Голос филолога вдруг прервался от волнения:

— Древние халдеи сооружали свои строения именно из кирпичей, а на отдельных кирпичах делали надписи…

— В таком случае, — воскликнул я, — эта надпись может быть…

Ученый отрицательно покачал головой.

— Все халдейские надписи, какие мне довелось видеть, выдавлены или высечены в виде углублений, а здесь перед нами рельеф… С другой стороны, и по виду, и на ощупь легко убедиться, что надпись сделана недавно…

— А вы видели много халдейских надписей? — спросила Полетт, слушавшая рассказ филолога с большим интересом.

— В копях, находящихся в пятнадцати милях к юго-западу от Варки[4], я видел драгоценные каменные таблички возрастом в несколько тысяч лет. Халдеи, страшась какого-то катаклизма — возможно, потопа — закопали их там, чтобы сохранить о себе память. Вероятно, они верили, что люди все-таки переживут всеобщую катастрофу…

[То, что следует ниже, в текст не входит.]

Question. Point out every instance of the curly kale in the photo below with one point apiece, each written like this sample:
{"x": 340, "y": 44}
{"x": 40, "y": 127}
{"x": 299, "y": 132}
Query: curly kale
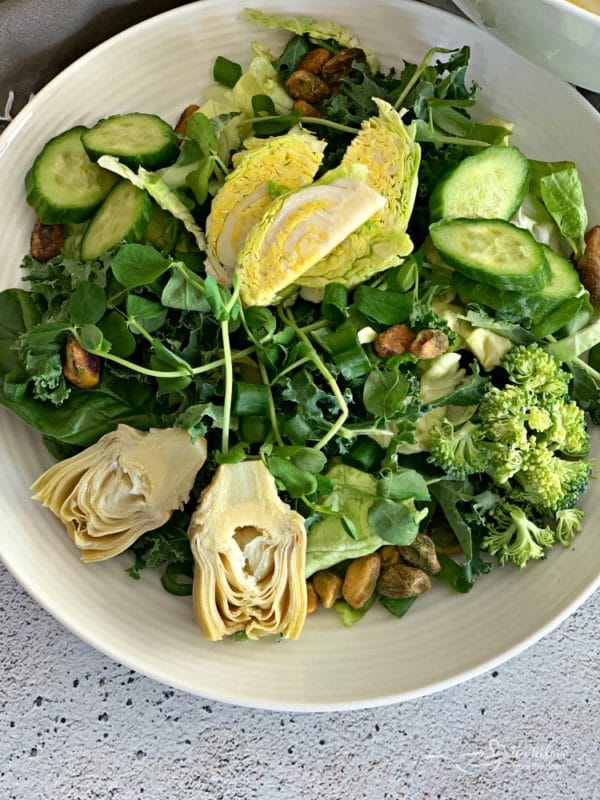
{"x": 530, "y": 439}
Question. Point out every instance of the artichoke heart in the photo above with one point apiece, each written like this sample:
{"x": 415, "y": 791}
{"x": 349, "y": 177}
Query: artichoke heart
{"x": 249, "y": 554}
{"x": 291, "y": 160}
{"x": 388, "y": 148}
{"x": 126, "y": 484}
{"x": 299, "y": 229}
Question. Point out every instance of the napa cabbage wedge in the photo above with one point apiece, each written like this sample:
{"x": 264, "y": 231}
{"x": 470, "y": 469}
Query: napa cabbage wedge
{"x": 388, "y": 149}
{"x": 291, "y": 161}
{"x": 300, "y": 228}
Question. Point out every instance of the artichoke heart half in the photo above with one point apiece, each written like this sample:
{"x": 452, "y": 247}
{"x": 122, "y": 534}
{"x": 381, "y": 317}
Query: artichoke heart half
{"x": 300, "y": 228}
{"x": 249, "y": 553}
{"x": 388, "y": 148}
{"x": 291, "y": 160}
{"x": 126, "y": 484}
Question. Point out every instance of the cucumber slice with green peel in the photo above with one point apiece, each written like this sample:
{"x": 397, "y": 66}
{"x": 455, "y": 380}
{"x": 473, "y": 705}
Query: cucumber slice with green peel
{"x": 63, "y": 185}
{"x": 163, "y": 230}
{"x": 122, "y": 217}
{"x": 492, "y": 251}
{"x": 488, "y": 185}
{"x": 563, "y": 285}
{"x": 137, "y": 140}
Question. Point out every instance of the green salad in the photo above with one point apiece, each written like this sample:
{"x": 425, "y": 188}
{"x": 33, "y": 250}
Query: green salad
{"x": 319, "y": 343}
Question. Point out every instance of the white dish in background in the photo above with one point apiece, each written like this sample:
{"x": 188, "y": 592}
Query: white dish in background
{"x": 161, "y": 66}
{"x": 559, "y": 35}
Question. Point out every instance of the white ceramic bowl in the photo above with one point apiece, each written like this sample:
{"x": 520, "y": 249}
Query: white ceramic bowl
{"x": 562, "y": 36}
{"x": 160, "y": 66}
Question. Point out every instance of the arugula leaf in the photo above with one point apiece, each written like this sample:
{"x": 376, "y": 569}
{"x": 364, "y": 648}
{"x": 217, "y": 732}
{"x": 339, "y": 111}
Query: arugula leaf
{"x": 397, "y": 607}
{"x": 383, "y": 393}
{"x": 403, "y": 484}
{"x": 350, "y": 616}
{"x": 558, "y": 185}
{"x": 385, "y": 307}
{"x": 449, "y": 495}
{"x": 294, "y": 51}
{"x": 298, "y": 482}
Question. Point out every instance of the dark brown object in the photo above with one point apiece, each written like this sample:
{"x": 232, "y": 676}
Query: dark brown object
{"x": 394, "y": 341}
{"x": 589, "y": 264}
{"x": 421, "y": 554}
{"x": 46, "y": 241}
{"x": 306, "y": 109}
{"x": 181, "y": 127}
{"x": 340, "y": 65}
{"x": 80, "y": 368}
{"x": 303, "y": 85}
{"x": 328, "y": 586}
{"x": 361, "y": 579}
{"x": 429, "y": 343}
{"x": 400, "y": 580}
{"x": 314, "y": 60}
{"x": 389, "y": 555}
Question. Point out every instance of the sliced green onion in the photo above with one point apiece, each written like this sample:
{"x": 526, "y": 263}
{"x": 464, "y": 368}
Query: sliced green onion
{"x": 226, "y": 72}
{"x": 335, "y": 303}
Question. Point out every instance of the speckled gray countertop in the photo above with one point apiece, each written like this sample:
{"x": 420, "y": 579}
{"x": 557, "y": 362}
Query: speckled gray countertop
{"x": 75, "y": 725}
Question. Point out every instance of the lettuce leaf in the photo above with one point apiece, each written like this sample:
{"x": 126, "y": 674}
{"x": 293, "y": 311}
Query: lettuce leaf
{"x": 315, "y": 28}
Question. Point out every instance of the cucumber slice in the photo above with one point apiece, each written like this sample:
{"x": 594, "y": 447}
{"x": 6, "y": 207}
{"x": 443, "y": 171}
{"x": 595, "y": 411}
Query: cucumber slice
{"x": 488, "y": 185}
{"x": 63, "y": 185}
{"x": 492, "y": 251}
{"x": 163, "y": 230}
{"x": 122, "y": 217}
{"x": 137, "y": 140}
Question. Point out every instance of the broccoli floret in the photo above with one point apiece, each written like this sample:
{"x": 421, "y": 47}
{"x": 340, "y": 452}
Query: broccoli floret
{"x": 548, "y": 482}
{"x": 567, "y": 431}
{"x": 504, "y": 461}
{"x": 539, "y": 372}
{"x": 568, "y": 525}
{"x": 458, "y": 450}
{"x": 514, "y": 535}
{"x": 511, "y": 402}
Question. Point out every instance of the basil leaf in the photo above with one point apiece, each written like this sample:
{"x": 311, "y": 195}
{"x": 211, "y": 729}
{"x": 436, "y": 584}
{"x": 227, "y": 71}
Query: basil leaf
{"x": 114, "y": 329}
{"x": 87, "y": 304}
{"x": 138, "y": 264}
{"x": 385, "y": 307}
{"x": 393, "y": 522}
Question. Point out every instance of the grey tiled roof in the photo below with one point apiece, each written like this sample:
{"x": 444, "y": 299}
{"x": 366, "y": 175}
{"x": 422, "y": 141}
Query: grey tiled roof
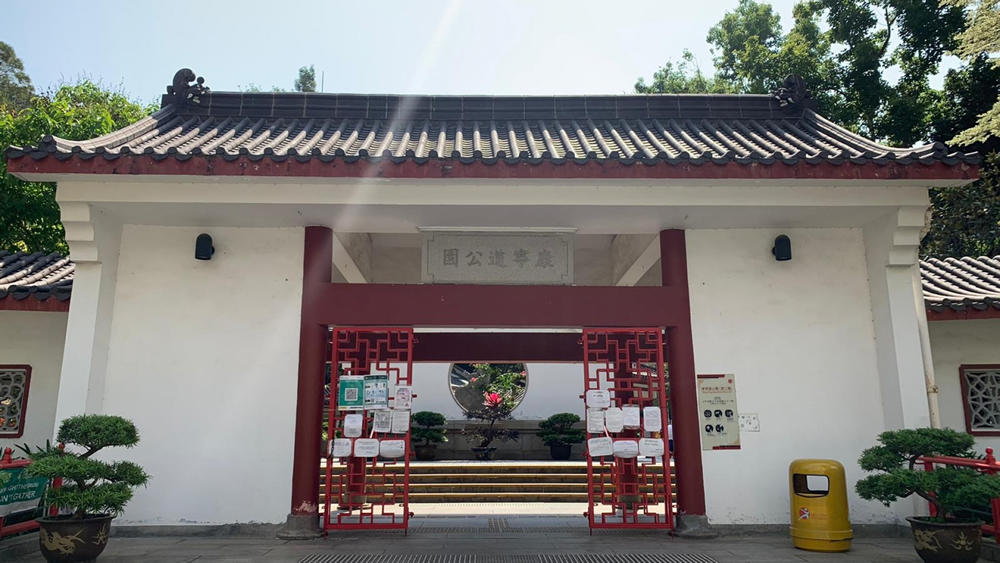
{"x": 37, "y": 275}
{"x": 963, "y": 283}
{"x": 648, "y": 129}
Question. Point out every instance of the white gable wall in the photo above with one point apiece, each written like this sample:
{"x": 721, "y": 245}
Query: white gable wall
{"x": 36, "y": 339}
{"x": 204, "y": 359}
{"x": 799, "y": 337}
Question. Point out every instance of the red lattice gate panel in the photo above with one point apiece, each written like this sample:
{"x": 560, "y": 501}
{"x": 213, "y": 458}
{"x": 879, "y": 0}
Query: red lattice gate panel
{"x": 628, "y": 492}
{"x": 367, "y": 492}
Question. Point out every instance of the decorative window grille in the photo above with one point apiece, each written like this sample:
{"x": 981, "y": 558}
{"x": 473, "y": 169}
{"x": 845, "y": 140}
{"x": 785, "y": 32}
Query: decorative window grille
{"x": 981, "y": 385}
{"x": 14, "y": 381}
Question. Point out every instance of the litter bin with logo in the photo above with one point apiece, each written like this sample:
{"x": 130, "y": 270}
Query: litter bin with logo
{"x": 818, "y": 492}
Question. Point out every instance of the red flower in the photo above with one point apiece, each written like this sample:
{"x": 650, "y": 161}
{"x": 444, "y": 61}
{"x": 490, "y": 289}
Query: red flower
{"x": 493, "y": 400}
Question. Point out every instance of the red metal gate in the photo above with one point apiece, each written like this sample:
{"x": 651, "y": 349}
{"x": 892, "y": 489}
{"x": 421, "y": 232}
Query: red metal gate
{"x": 628, "y": 492}
{"x": 367, "y": 492}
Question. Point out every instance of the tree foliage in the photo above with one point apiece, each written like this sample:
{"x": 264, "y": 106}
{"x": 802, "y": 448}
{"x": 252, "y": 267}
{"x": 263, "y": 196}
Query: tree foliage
{"x": 951, "y": 488}
{"x": 427, "y": 423}
{"x": 306, "y": 82}
{"x": 29, "y": 215}
{"x": 90, "y": 487}
{"x": 980, "y": 42}
{"x": 557, "y": 430}
{"x": 15, "y": 85}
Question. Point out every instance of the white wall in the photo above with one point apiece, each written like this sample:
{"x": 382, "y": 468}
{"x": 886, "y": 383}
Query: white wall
{"x": 954, "y": 343}
{"x": 203, "y": 358}
{"x": 799, "y": 338}
{"x": 35, "y": 339}
{"x": 552, "y": 388}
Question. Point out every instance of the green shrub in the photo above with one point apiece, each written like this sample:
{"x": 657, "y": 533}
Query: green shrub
{"x": 952, "y": 489}
{"x": 557, "y": 430}
{"x": 426, "y": 431}
{"x": 90, "y": 487}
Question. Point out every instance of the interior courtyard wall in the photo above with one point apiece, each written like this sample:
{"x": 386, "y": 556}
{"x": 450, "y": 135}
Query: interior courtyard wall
{"x": 957, "y": 343}
{"x": 204, "y": 359}
{"x": 799, "y": 338}
{"x": 36, "y": 339}
{"x": 552, "y": 388}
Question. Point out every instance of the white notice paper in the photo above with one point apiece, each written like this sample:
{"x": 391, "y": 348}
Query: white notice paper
{"x": 404, "y": 398}
{"x": 392, "y": 448}
{"x": 341, "y": 447}
{"x": 352, "y": 425}
{"x": 631, "y": 414}
{"x": 400, "y": 422}
{"x": 383, "y": 421}
{"x": 598, "y": 447}
{"x": 651, "y": 447}
{"x": 651, "y": 419}
{"x": 614, "y": 420}
{"x": 626, "y": 449}
{"x": 365, "y": 447}
{"x": 595, "y": 421}
{"x": 598, "y": 399}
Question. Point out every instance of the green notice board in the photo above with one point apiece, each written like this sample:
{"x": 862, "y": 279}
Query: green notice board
{"x": 19, "y": 492}
{"x": 351, "y": 393}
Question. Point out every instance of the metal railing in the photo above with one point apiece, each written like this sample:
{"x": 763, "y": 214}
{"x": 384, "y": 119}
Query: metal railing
{"x": 987, "y": 465}
{"x": 7, "y": 461}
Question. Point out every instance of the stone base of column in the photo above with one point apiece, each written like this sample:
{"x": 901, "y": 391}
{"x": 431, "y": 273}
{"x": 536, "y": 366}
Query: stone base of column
{"x": 695, "y": 527}
{"x": 301, "y": 527}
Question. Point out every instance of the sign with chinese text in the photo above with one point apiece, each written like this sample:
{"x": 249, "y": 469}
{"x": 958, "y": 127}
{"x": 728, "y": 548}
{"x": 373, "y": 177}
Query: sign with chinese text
{"x": 498, "y": 258}
{"x": 19, "y": 492}
{"x": 719, "y": 417}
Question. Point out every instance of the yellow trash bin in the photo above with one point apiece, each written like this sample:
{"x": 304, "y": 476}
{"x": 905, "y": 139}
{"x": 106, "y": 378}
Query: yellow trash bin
{"x": 818, "y": 492}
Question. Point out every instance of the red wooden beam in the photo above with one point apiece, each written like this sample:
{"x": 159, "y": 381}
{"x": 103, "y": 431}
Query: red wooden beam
{"x": 507, "y": 347}
{"x": 494, "y": 306}
{"x": 51, "y": 305}
{"x": 968, "y": 314}
{"x": 451, "y": 168}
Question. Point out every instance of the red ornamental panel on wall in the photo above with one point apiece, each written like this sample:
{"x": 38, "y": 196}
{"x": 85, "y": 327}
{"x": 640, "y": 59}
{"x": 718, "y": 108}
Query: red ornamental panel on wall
{"x": 370, "y": 490}
{"x": 631, "y": 486}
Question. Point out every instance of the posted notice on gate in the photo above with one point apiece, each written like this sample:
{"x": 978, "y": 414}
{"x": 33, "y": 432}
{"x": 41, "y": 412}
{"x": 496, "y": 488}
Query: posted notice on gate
{"x": 720, "y": 419}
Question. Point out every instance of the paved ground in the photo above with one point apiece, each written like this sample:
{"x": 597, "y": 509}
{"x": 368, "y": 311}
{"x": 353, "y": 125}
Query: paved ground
{"x": 489, "y": 539}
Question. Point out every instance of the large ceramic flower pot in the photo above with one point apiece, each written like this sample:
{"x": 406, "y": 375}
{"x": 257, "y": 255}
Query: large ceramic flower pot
{"x": 425, "y": 453}
{"x": 561, "y": 453}
{"x": 946, "y": 542}
{"x": 63, "y": 540}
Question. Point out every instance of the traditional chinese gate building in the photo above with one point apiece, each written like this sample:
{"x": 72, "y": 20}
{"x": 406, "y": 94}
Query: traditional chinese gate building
{"x": 320, "y": 208}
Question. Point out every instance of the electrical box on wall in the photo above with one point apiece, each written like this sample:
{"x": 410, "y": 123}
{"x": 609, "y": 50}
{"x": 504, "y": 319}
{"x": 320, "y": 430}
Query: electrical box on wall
{"x": 719, "y": 417}
{"x": 749, "y": 422}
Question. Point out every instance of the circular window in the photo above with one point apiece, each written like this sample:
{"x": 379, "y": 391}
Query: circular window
{"x": 472, "y": 385}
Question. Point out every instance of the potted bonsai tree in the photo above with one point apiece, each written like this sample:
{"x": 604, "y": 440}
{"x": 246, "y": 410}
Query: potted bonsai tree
{"x": 952, "y": 536}
{"x": 495, "y": 409}
{"x": 558, "y": 434}
{"x": 427, "y": 429}
{"x": 93, "y": 492}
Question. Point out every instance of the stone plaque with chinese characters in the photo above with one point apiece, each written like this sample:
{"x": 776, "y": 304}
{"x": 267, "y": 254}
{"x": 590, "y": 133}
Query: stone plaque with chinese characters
{"x": 498, "y": 258}
{"x": 719, "y": 417}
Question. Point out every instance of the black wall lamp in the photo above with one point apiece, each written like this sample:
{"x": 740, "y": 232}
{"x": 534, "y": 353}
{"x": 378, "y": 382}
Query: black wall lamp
{"x": 782, "y": 248}
{"x": 203, "y": 249}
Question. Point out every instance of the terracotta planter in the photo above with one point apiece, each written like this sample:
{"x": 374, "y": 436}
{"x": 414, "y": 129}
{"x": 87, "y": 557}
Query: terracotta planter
{"x": 561, "y": 453}
{"x": 425, "y": 452}
{"x": 946, "y": 542}
{"x": 484, "y": 454}
{"x": 62, "y": 540}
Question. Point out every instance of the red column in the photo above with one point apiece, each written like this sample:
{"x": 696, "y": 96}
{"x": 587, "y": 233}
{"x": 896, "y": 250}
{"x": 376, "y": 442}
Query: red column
{"x": 683, "y": 383}
{"x": 317, "y": 266}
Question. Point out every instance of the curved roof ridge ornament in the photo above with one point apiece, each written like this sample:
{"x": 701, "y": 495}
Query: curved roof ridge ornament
{"x": 793, "y": 91}
{"x": 182, "y": 92}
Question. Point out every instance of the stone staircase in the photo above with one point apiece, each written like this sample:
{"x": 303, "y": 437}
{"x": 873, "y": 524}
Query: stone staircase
{"x": 497, "y": 481}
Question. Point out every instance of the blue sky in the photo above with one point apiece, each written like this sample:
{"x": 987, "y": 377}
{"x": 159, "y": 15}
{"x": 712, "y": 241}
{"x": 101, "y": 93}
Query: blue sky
{"x": 411, "y": 46}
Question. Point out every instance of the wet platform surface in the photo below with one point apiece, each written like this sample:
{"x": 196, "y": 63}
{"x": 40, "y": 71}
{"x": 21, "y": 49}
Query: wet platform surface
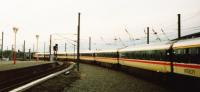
{"x": 8, "y": 65}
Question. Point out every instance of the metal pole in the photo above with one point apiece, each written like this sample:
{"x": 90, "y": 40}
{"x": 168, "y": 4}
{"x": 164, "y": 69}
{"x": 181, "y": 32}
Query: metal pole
{"x": 44, "y": 51}
{"x": 65, "y": 47}
{"x": 33, "y": 47}
{"x": 24, "y": 51}
{"x": 2, "y": 47}
{"x": 147, "y": 35}
{"x": 74, "y": 51}
{"x": 179, "y": 26}
{"x": 29, "y": 50}
{"x": 14, "y": 54}
{"x": 89, "y": 43}
{"x": 15, "y": 50}
{"x": 50, "y": 48}
{"x": 78, "y": 41}
{"x": 37, "y": 37}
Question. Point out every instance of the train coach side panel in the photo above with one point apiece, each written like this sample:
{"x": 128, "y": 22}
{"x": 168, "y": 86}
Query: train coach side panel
{"x": 87, "y": 58}
{"x": 107, "y": 60}
{"x": 187, "y": 69}
{"x": 158, "y": 66}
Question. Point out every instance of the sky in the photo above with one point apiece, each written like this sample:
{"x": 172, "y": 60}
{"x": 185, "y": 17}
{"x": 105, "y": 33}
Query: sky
{"x": 103, "y": 20}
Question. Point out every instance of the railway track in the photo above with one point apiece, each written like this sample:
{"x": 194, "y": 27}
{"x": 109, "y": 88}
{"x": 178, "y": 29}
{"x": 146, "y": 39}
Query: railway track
{"x": 9, "y": 83}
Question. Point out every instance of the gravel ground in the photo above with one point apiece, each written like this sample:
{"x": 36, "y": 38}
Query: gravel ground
{"x": 98, "y": 79}
{"x": 56, "y": 84}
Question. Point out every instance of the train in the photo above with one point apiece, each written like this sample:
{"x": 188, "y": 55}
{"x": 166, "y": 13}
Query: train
{"x": 177, "y": 57}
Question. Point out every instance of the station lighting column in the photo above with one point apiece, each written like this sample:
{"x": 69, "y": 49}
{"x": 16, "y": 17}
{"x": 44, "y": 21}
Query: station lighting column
{"x": 37, "y": 37}
{"x": 14, "y": 51}
{"x": 78, "y": 41}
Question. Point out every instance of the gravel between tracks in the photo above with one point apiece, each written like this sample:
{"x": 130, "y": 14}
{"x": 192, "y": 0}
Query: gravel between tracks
{"x": 98, "y": 79}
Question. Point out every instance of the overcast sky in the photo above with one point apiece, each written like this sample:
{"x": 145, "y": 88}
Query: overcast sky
{"x": 100, "y": 19}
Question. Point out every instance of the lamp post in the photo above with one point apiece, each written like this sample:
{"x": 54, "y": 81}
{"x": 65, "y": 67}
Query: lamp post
{"x": 37, "y": 37}
{"x": 15, "y": 29}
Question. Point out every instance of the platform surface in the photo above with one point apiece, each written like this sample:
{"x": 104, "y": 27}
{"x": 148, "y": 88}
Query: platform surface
{"x": 8, "y": 65}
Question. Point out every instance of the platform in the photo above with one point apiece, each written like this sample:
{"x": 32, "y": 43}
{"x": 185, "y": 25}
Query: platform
{"x": 8, "y": 65}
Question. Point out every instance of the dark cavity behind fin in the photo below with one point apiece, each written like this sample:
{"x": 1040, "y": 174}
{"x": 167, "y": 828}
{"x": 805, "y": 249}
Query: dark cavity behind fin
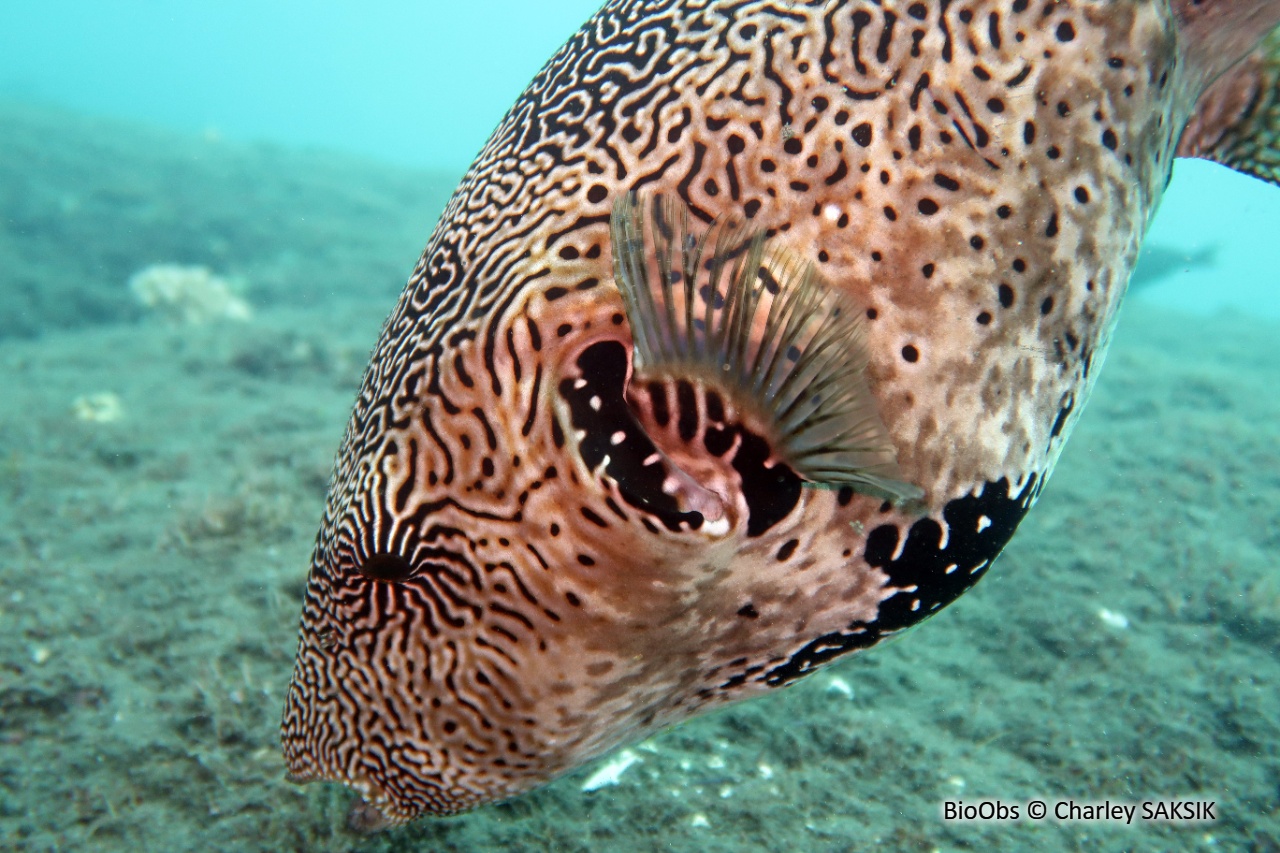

В этот миг на платформе показался Фортис.

— Все готово, — сказал он. — Двигатель работает прекрасно. Можем начинать…

Наступила торжественная минута. Мы едва сдерживали волнение.

Инженер, подготовив все к запуску, спустился к нам. Оставалось только нажать на рычаг, расположенный в задней части перфоратора — и машина атакует стену.

Но прежде, чем сделать этот решительный шаг, Фортис предупредил, что мы должны держаться в некотором отдалении от машины, так как иначе можем угодить под струю выброшенной породы.

Хорошо было бы, конечно, укрепить стены и потолок просверленного буром туннеля, добавил он. Но для этого у нас не было материалов; не имело смысла также думать о вывозе извлеченной породы…

— Правда, новый туннель вряд ли окажется слишком длинным, — заключил инженер. — Одно из двух: либо кирпичная стена отделяет нас от открытого пространства, где обитают строители, и наш бур быстро проделает отверстие, которое позволит нам проникнуть туда — либо наше воображение было обмануто рядом странных совпадений, и мы так же быстро поймем свою ошибку. А теперь — вперед!..

Он нажал на рычаг. Двигатель взревел. Инженер нажал сильнее, и могучая машина ринулась на стену. Она прошла ее без всякого усилия и скрылась в густом желтоватом облаке пыли, оставив позади груды каменных обломков.

Ослепленные, задыхаясь, мы прошли немного вперед, вслед за перфоратором…


Неожиданно в лицо нам ударил сильный порыв ветра, мы вдохнули чистый воздух. В ту же секунду машина, увлекаемая силой инерции, с грохотом покатилась в пропасть.

Предсказания Фортиса и Мартен-Дюпона сбылись: мы очутились в открытом пространстве, в своего рода громадной подземной пещере, атмосфера которой была насыщена кислородом.

Машина, проломив стену, только что упала в невообразимую бездну. Мы с содроганием слышали, как она, натыкаясь на скалы и издавая металлический лязг, летела вниз. Грохот удалялся, но, казалось, продолжался бесконечно, что навело нас на пугающие заключения о размерах пещеры.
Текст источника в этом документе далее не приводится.